StableCascade icon indicating copy to clipboard operation
StableCascade copied to clipboard

How to set "use_fsdp=True" with "SLURM_LOCALID" and "SLURM_PROCID" for multi-gpus training?

Open terrificdm opened this issue 1 year ago • 7 comments

For single GPU training, every time I run the script, I have to "export SLURM_LOCALID=0", "export SLURM_PROCID=0" and "export SLURM_NNODES=1" before I start the training successfully. My question is for multi-gpus training(supposed I have 4 GPUS), how can I set "use_fsdp=True" together with "SLURM_LOCALID" and "SLURM_PROCID"? If I use former configurations for single GPU(e.g. export SLURM_LOCALID=0), the training halt forever without any notification. Can someone give me an example for configurations? Thanks.

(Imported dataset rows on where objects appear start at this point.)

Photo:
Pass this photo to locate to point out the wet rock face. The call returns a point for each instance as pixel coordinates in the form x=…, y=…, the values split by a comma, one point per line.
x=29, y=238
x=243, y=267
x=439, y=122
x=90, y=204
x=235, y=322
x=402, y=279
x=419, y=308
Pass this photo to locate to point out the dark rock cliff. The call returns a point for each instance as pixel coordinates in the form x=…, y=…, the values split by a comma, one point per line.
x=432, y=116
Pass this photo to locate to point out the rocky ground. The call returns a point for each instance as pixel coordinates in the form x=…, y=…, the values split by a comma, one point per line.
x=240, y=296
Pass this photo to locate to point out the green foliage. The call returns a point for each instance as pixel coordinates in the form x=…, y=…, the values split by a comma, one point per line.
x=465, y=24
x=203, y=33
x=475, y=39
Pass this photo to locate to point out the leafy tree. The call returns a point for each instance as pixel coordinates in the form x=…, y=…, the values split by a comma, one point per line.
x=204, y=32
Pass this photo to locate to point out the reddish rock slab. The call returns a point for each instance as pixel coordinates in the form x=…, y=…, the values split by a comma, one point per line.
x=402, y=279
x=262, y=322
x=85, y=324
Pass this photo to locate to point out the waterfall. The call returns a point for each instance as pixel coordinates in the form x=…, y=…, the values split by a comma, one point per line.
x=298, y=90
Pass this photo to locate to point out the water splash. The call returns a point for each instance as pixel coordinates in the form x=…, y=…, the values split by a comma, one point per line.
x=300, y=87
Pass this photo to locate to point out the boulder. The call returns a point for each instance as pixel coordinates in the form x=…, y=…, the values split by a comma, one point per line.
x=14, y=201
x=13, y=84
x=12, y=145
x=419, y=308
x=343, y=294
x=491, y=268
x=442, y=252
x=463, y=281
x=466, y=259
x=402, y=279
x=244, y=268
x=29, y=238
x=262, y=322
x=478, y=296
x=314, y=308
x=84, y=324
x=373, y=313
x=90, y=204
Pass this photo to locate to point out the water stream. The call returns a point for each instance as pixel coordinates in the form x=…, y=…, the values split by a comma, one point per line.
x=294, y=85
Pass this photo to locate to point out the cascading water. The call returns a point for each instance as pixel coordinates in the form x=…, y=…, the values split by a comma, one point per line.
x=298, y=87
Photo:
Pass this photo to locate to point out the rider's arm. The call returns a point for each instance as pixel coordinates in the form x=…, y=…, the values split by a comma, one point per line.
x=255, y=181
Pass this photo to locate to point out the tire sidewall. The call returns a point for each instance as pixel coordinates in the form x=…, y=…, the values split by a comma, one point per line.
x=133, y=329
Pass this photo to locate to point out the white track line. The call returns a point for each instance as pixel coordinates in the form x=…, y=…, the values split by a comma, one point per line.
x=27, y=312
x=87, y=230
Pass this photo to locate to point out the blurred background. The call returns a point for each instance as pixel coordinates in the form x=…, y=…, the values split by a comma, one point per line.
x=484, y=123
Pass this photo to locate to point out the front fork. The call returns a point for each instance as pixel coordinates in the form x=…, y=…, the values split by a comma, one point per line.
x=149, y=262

terrificdm avatar Feb 18 '24 15:02 terrificdm

I also want to know this. When I heard there was fsdp I was hoping maybe I could train by splitting between my RTX 3090 and RTX 4060TI 16GB. However the SLURM errors prevent me from getting the trainer to recognize both GPUs, and it's clear that I won't be able to train these models effectively with the 3090 alone.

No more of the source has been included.